Shares of Houston-based EGL gained $8.09, or 27 percent, to $37.78 in midday trading on the Nasdaq. The stock has traded in a 52-week range of $28.57 to $53.80.
EGL received the offer on Tuesday from James R. Crane, who as chairman and chief executive also ranks as its largest shareholder with about 18 percent of outstanding stock. General Atlantic LLC, a private equity firm, joined Crane in the bid, which represents a 21 percent premium over the closing price of EGL stock on Friday.
Other key executives at EGL also offered backing to the deal and Crane said he could raise about $1.13 billion in debt financing from senior lending sources.
EGL formed a special committee to review the offer and hired legal counsel. The committee also plans to hire independent financial advisers to assist in its analysis.
Art Hatfield, an analyst at Morgan Keegan & Co., said he's confident Crane and his associates can raise the capital and close the deal, although at $36 it would be done at a discount to EGL peers Expeditors International of Washington Inc. and UTi Worldwide Inc.
Jon A. Langenfeld, an analyst at R.W. Baird, also considers $36 the low end of a reasonable takeout range for EGL, but does not expect a competing bid since management supports Crane.
"Further, given that forwarding is a people-intensive business, a secondary bid competing against the existing senior management team would likely be destructive to the business model," the analyst said in a research note on Wednesday.
Todd C. Fowler, an analyst at KeyBanc Capital Markets, added that EGL does not represent an attractive strategic fit to other freight forwarders because of its exposure to the air freight markets.
"We believe it is unlikely the company will receive any counteroffers," Fowler said in a research note.
Shares of other names in the sector also gained ground on the news. Shares Expeditors International added $1.53, or 3.8 percent, to $42.03, while UTi Worldwide jumped $1.05, or 3.5 percent, to $30.95. Both stocks trade on the Nasdaq.
Just the expenses for AIRT to be a public entity are enough justification for the company to be taken private.
The average micro cap company spends roughly $750,000 annually on exchange fees, audit fees, and other professional services. For AIRT, this equates to almost $0.20/year in EPS!! This would be immediate savings for a buyer.

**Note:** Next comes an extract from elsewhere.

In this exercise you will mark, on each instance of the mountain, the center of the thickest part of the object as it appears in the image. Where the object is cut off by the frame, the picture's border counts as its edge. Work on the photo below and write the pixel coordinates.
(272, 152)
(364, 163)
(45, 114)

I always wonder about the morality of a CEO taking a company private. Was he really working for the benefit of the shareholders to increase share value? Is it to his benefit to keep the outlook hidden and the share price down so he can get a better deal and bigger profit? There certainly seems to be a conflict of interest to me. Any other thoughts? By the way, this is a general question and not directly concerning AIRT.